オバマ大統領の退任が世界にもたらす地殻変動~米国の「リバランス」政策はどこへ向かうのか

佐藤 丙午 プロフィール

「リバランス」の評価はすぐには困難

現実には、政権終了時に「リバランス」を評価するのは困難である。

オバマ政権は北朝鮮の核開発を止めさせることはできず、中国の軍事的台頭を抑制することに成功しなかった。さらに、アジア太平洋に多国間主義機構を誕生させることはできず、TPPの合意に至ることはできたが、国内の反対派を説得する見通しも立っていない。次期大統領候補の二人(クリントンとトランプ)は、共に現行のTPPに対する反対を表明している。

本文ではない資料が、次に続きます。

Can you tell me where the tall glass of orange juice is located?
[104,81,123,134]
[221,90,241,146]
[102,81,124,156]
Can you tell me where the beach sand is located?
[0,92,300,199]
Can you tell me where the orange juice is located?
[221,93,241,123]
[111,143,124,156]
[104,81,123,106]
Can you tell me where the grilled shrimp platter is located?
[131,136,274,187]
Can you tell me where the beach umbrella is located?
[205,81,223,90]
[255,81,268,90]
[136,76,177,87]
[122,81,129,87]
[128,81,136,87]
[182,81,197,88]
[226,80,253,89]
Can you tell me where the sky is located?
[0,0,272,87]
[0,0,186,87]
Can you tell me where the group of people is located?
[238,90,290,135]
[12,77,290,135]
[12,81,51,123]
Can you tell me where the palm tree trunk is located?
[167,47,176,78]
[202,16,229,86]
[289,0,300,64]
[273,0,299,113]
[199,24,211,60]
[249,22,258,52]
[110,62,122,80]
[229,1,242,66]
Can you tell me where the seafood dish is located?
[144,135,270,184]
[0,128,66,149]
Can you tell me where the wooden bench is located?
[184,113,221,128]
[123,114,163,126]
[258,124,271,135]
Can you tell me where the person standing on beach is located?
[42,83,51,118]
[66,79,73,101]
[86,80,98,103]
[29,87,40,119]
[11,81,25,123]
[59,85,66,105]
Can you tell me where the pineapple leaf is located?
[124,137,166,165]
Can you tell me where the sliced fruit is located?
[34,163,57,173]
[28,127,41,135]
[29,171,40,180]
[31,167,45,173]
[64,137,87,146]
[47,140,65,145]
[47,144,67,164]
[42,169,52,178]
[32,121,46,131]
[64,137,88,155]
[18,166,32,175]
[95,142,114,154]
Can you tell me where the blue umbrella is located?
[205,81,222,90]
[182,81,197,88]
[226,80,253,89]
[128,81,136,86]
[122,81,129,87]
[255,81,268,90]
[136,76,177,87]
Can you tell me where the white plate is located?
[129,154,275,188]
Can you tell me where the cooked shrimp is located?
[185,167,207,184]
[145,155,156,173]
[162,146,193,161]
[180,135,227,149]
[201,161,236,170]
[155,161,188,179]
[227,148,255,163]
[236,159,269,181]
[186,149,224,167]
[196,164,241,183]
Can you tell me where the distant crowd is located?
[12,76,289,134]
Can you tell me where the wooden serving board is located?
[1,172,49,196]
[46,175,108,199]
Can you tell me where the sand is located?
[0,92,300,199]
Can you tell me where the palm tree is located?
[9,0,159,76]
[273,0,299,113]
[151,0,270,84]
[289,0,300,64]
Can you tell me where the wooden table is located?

このことが意味するのは、「リバランス」は中国の台頭に対する「均衡」や「ヘッジ」ではなく、長期にわたる競争関係を安定的に管理し、米国のみが関与の負担を被ることを避ける包括的な政策の総称なのであり、米国自体も関与の中断や後退を意図しているものではないということである。

しかし、その成果は個別の政策の成果というものではなく、中国の台頭の管理という、長期の対応が必要であり、なおかつ成果は秩序の現状維持という目に見えにくいものであるため、成否の評価を下すことが困難なのである。

「リバランス」を進める過程で、同盟国や友好国は米国の関与のレベルをめぐり、「期待のギャップ」に直面することになった。

この政策は、中国の台頭に対する抑止や均衡の維持を、米国が単独のアクターとして関係国を主導して実現するものではないため、米国の直接的関与を期待すると成果を得ることができず、米国の衰退や「見捨てられ」の恐怖を感じることになるのである。

米国にすると、関与の在り方の変化を同盟国や友好国を受け止めるまでの間、常に米国を求める個別の声の圧力に直面するものになった。